Double truchement et double tamis du corps; le monde est tamisé par mon corps avant, mille ans avant d'avoir commencé à écrire, avant même d'en avoir eu le désir sans nom au moment de l'entrée au CP et de l'apprentissage du rudiment, puisqu'on ne saurait être, je ne saurais être au monde autrement qu'avec le corps, en corps en corps; et après, après et pendant le travail d'écriture, le recours au tamis s'impose avec la lecture à voix haute qui m'a été nécessaire dès Liturgie, le tout premier texte écrit à l'automne 1996; nécessaire pour ajuster la chose, phrase à phrase, mot à mot. Le corps dans l'écriture et le corps à corps dans l'écriture c'est aussi cet exercice crucial et charnel de de la lecture à voix haute.
Un peu de tenue, justement, me dis-je; respect; on respecte la charentaise des veillées familiales; ne nous excitons pas sur la pantoufle gustavienne ou lousiaque: je m'exhorte, et m'objurgue.
Il faudrait écrire extrailler qui serait tellement meilleur qu'extraire parce qu'il dirait aussi les entrailles, les entrailles susmentionnées, les mariales et les autres, les miennes aussi, d'où ça sort et d'où ça monte, puisque cette respiration-là, celle des textes, comme celle du chant, part du ventre (...)

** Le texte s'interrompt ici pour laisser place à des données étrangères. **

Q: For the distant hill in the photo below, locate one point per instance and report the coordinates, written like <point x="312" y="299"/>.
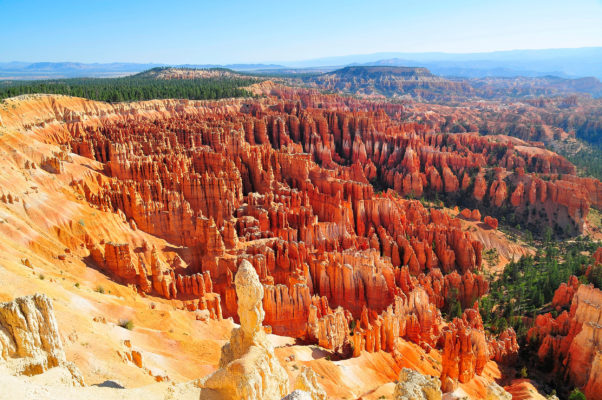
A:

"Il a fallu du temps, beaucoup de temps encore, et de savants détours, et des méandres tenaces avant d'oser un autre travail, contigu à celui de la lecture, le travail de l'écriture; avant de se mettre à l'établi des mots, de la phrase, du texte; avant d'oser empoigner cette viande-là, viande c'est vivenda, de vivere c'est ce qui sert à vivre, c'est le vivant, la matière même du monde (…). Page 14.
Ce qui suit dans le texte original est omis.